"Ilvialetto degli uomini illustri dai nasi rotti è alla villa Bellini di Catania"
Mi è capitato di scorgere nel numero de "il Venerdì" di Repubblica del 3 Aprile un articolo intitolato "Palermo - I busti sfigurati al Giardino Bellini".
Inserito nella rubrica "Cosa succede in città" era evidente la erronea attribuzione della notizia.
Dopo aver segnalato alla redazione del giornale l'errata corrige mi sono chiesto se da catanese avrei dovuto sorvolare su quella svista, visto e considerato che l'articolo non fa onore alla mia città descrivendone una delle vergogne di cui non andare fieri.
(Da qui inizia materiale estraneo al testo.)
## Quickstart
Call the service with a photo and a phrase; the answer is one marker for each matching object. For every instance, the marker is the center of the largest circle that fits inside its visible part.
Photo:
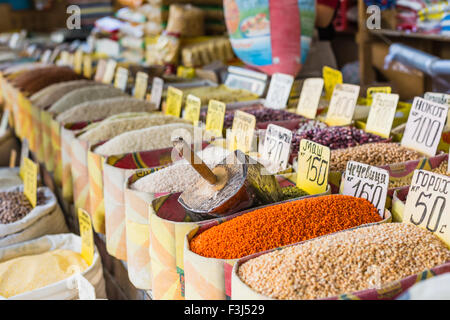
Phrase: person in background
(325, 13)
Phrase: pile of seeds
(14, 205)
(282, 224)
(335, 137)
(376, 154)
(406, 181)
(346, 262)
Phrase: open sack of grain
(213, 246)
(19, 221)
(400, 256)
(44, 269)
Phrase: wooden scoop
(218, 177)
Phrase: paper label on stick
(313, 165)
(428, 203)
(331, 78)
(78, 61)
(140, 86)
(342, 105)
(30, 170)
(425, 125)
(174, 101)
(4, 122)
(109, 71)
(215, 117)
(441, 98)
(101, 68)
(192, 109)
(277, 146)
(156, 93)
(310, 97)
(87, 66)
(243, 130)
(279, 90)
(367, 182)
(121, 78)
(382, 113)
(23, 154)
(87, 236)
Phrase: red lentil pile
(283, 224)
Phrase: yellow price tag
(313, 166)
(140, 85)
(30, 170)
(215, 117)
(192, 109)
(87, 66)
(428, 203)
(331, 78)
(87, 236)
(174, 101)
(78, 61)
(243, 129)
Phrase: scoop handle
(196, 162)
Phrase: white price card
(279, 90)
(121, 78)
(441, 98)
(425, 125)
(140, 85)
(156, 93)
(109, 71)
(427, 204)
(4, 122)
(277, 146)
(342, 104)
(368, 182)
(310, 97)
(382, 113)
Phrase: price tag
(312, 167)
(425, 125)
(87, 66)
(45, 58)
(121, 78)
(23, 154)
(140, 85)
(192, 109)
(156, 93)
(243, 130)
(277, 146)
(310, 97)
(331, 78)
(30, 170)
(367, 182)
(382, 113)
(12, 158)
(441, 98)
(87, 236)
(342, 105)
(372, 90)
(215, 117)
(174, 101)
(279, 90)
(78, 61)
(109, 72)
(427, 203)
(101, 68)
(4, 122)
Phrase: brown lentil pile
(14, 205)
(406, 181)
(345, 262)
(375, 154)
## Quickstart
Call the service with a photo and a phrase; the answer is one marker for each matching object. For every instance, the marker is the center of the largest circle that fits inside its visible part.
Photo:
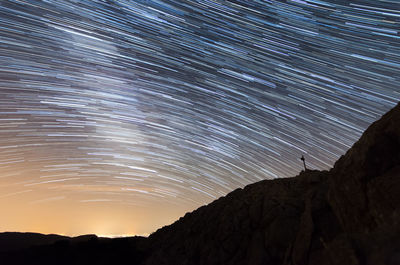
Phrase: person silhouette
(304, 162)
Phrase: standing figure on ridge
(304, 162)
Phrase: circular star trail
(132, 105)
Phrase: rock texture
(349, 215)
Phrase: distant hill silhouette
(349, 215)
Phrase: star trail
(117, 117)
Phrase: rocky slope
(348, 215)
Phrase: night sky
(117, 117)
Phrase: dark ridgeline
(348, 215)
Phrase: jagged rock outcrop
(349, 215)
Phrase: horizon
(118, 117)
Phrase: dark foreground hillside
(348, 215)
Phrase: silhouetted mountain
(348, 215)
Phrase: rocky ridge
(348, 215)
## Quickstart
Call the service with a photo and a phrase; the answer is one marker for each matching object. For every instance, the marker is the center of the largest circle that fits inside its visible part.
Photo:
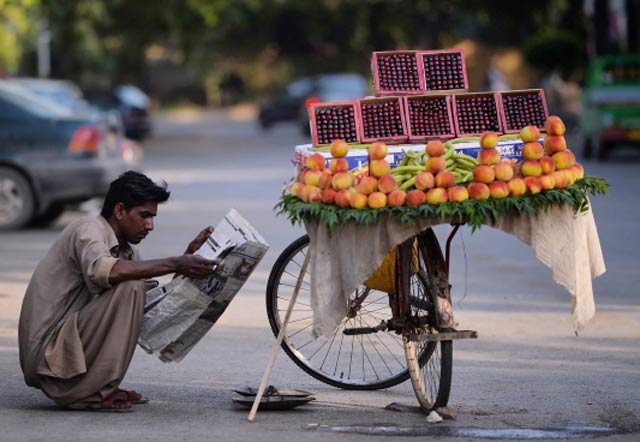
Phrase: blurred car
(292, 102)
(132, 104)
(611, 104)
(50, 157)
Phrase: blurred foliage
(266, 42)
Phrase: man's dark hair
(133, 189)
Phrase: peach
(328, 196)
(547, 164)
(489, 140)
(342, 180)
(424, 181)
(529, 134)
(367, 185)
(377, 200)
(498, 189)
(531, 168)
(415, 197)
(435, 164)
(379, 168)
(316, 162)
(457, 194)
(435, 148)
(312, 177)
(437, 195)
(295, 188)
(483, 174)
(445, 180)
(579, 170)
(342, 198)
(554, 126)
(554, 143)
(387, 183)
(339, 165)
(325, 179)
(489, 157)
(563, 159)
(339, 148)
(517, 187)
(315, 194)
(396, 198)
(358, 200)
(534, 184)
(504, 171)
(532, 151)
(560, 179)
(547, 182)
(479, 191)
(378, 151)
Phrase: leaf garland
(475, 213)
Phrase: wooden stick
(276, 345)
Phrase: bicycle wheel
(357, 362)
(431, 380)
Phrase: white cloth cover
(564, 241)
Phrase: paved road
(527, 372)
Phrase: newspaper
(180, 313)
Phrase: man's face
(134, 225)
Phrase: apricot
(379, 168)
(367, 185)
(435, 164)
(554, 143)
(437, 195)
(338, 165)
(396, 198)
(529, 134)
(339, 148)
(457, 194)
(498, 189)
(415, 197)
(435, 148)
(483, 174)
(328, 196)
(479, 191)
(445, 179)
(377, 200)
(424, 181)
(378, 151)
(358, 200)
(532, 151)
(387, 183)
(489, 157)
(342, 180)
(316, 162)
(517, 187)
(489, 140)
(504, 171)
(531, 168)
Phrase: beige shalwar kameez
(77, 333)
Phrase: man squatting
(82, 311)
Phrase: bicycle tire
(431, 380)
(276, 306)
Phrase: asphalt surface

Si sa che i busti marmorei di illustri personaggi storici, vandalizzati con la rottura del naso, adornano uno dei vialetti del magnifico parco urbano intitolato al Cigno catanese. Penso che nascondere per campanilismo le vergogne della propria città non giovi a rimuoverle e che la denuncia sia da preferire sempre al silenzio omertoso.

A Catania l'incuria oscurantista che si scaglia contro il patrimonio collettivo, in questo caso contro simboli culturali, è una piaga che va raccontata e denunciata per smuovere le coscienze insieme agli auspicati provvedimenti correttivi.
Purtroppo effrazioni, danneggiamenti e vandalismo a Catania non si limitano solo a quel vialetto ma si estendono anche in altri luoghi iconici della città. Per esempio nei piazzali affacciati sul mare intitolati ad altri uomini illustri, Franco Battiato e Leonardo Sciascia, lasciati in condizioni pietose di degrado.
La velleitaria candidatura di Catania a "Capitale della Cultura 2028", anche per questi eloquenti indicatori di inciviltà, è stata infatti giustamente bocciata.
Tempo ci vuole ancora perché le cose cambino, stiamo sempre in attesa di un risveglio di orgoglio identitario e di appartenenza che investa un bel giorno l'intera comunità etnea. I miracoli a volte avvengono e l'esito referendario lo ha dimostrato.